Les commentateurs, qui ont abandonné tout esprit critique et se bornent à reprendre les éléments qui leur sont communiqués, dressent le portrait d’un négociateur habile et d’un homme modéré… Le premier ministre incarne en réalité la vieille droite française classique et conservatrice, pour ne pas dire réactionnaire. On ne devrait pas tarder à s’en apercevoir, notamment en matière d’immigration.
C’est la raison pour laquelle le RN n’a pas mis de veto à sa nomination.

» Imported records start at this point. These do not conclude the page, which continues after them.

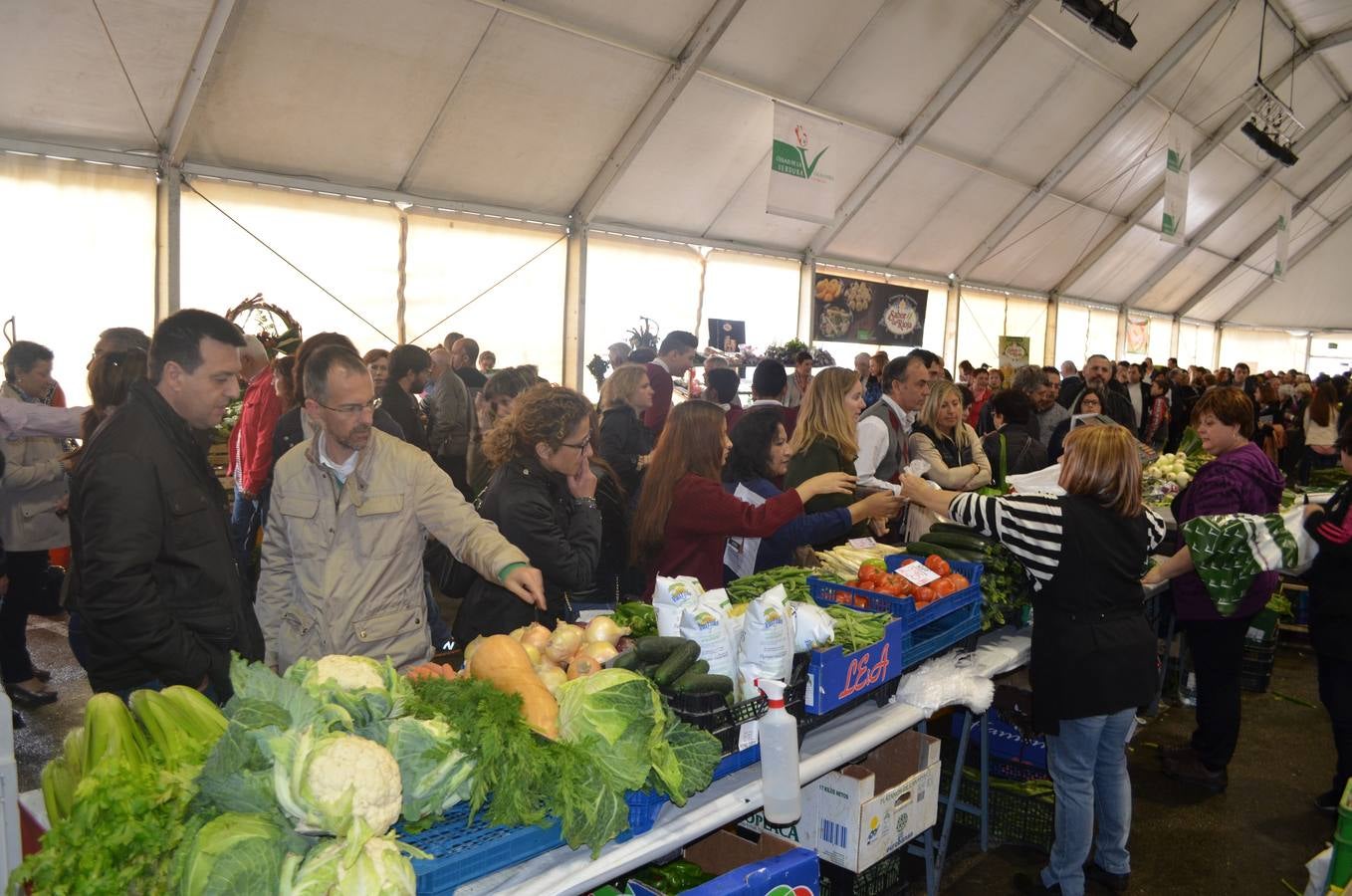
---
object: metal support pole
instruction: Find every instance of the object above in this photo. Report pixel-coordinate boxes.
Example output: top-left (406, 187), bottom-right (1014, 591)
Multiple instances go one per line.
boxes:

On sait que Barnier est depuis toujours un fervent partisan de l’économie libérale, il faudra lui demander si ses convictions en matière de mœurs sont restées les mêmes que dans sa jeunesse.
Emmanuel Macron s’est paraît-il délecté du suspens qu’il a créé, des leurres qu’il a lancés, et s’est moqué des spéculations des médias et des frétillements des prétendants. On n’en attendait pas moins du locataire de l’Élysée, toujours content de lui, quel que soit l’échec dont il est responsable, qu’elle que soit la gabegie qu’il a provoquée.
Que tout ceci ne soit pas très démocratique est apparemment le cadet de ses soucis : le président sait mieux que les Français ce qui est bon pour eux. Celui qui ironisait naguère sur « le monde d’avant » doit aujourd’hui composer avec ses représentants les plus usés ou les plus discrédités. Quant à son côté « disruptif », il n’apparaît plus que comme du mépris vis-à-vis des usages républicains, de la Constitution, mais aussi du pays laissé deux mois sans gouvernement.
Barnier a fait savoir que « le président préside et que le gouvernement gouverne ».
Si c’était effectivement le cas, cela constituerait un changement notable par rapport aux sept dernières années qui ont vu Macron s’occuper de tout, prendre la parole à la place de ses ministres, n’en faire qu’à sa tête et changer d’idée comme de chemise.

Mais comme on apprend que Barnier s’est laissé imposer son directeur de cabinet par l’Élysée, on peut douter de sa marge de manœuvre. Après cette longue période d’attente malsaine, on voit maintenant poindre la menace d’un exécutif otage du RN. Il faut se rendre à l’évidence: le « maître des horloges » n’est qu’un Chapelier Fou dans un monde à l’envers.